Method for testing and hardening software applications

Assignee

• GIESECKE+DEVRIENT MOBILE SECURITY GMBH · DE

Inventors

• Hermann Drexler · Munich, DE
• Sven Bauer · Vaterstetten, DE

Key dates

Classification

• Technology area (CPC H)Electricity
• CPC primaryH04L2209/16
• WIPO fieldDigital communication
• WIPO sectorElectrical engineering

Abstract

Methods are provided for testing and hardening software applications for the carrying out digital transactions which comprise a white-box implementation of a cryptographic algorithm.
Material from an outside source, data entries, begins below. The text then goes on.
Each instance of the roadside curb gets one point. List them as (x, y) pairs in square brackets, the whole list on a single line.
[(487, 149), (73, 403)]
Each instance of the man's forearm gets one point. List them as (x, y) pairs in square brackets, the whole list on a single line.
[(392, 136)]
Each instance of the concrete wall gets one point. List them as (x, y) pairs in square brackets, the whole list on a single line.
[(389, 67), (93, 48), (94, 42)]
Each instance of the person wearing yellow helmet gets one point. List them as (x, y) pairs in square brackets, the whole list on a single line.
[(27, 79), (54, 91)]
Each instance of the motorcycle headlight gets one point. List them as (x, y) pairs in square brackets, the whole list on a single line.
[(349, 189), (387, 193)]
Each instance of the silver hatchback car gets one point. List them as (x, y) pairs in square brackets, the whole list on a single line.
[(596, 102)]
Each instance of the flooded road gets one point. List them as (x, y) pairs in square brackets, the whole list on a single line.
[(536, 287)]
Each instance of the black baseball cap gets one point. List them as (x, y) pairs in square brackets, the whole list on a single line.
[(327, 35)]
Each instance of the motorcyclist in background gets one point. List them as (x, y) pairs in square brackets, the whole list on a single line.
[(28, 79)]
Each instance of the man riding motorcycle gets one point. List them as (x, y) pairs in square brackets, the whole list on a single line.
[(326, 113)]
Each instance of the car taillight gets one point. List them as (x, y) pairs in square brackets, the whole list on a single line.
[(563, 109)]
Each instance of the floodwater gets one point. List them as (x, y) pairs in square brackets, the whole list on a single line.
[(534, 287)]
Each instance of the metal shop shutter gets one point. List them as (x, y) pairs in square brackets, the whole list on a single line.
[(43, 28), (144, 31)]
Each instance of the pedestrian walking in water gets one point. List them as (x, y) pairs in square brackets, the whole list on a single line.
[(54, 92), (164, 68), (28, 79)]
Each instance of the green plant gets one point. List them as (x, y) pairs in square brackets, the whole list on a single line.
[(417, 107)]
The method comprises the following steps: (a) feeding one plaintext of a plurality of plaintexts to the white-box implementation; (b) reading out and storing the contents of the at least one register of the processor stepwise while processing the machine commands of the white-box implementation stepwise; (c) repeating the steps (a) and (b) with a further plaintext of the plurality of plaintexts N-times; and (d) statistically evaluating the contents of the registers and the plaintexts, the intermediate results and/or the ciphertexts generated from the plaintexts by searching for correlations between the contents of the registers and the plaintexts, the intermediate results and/or the ciphertexts generated from the plaintexts to establish the secret key.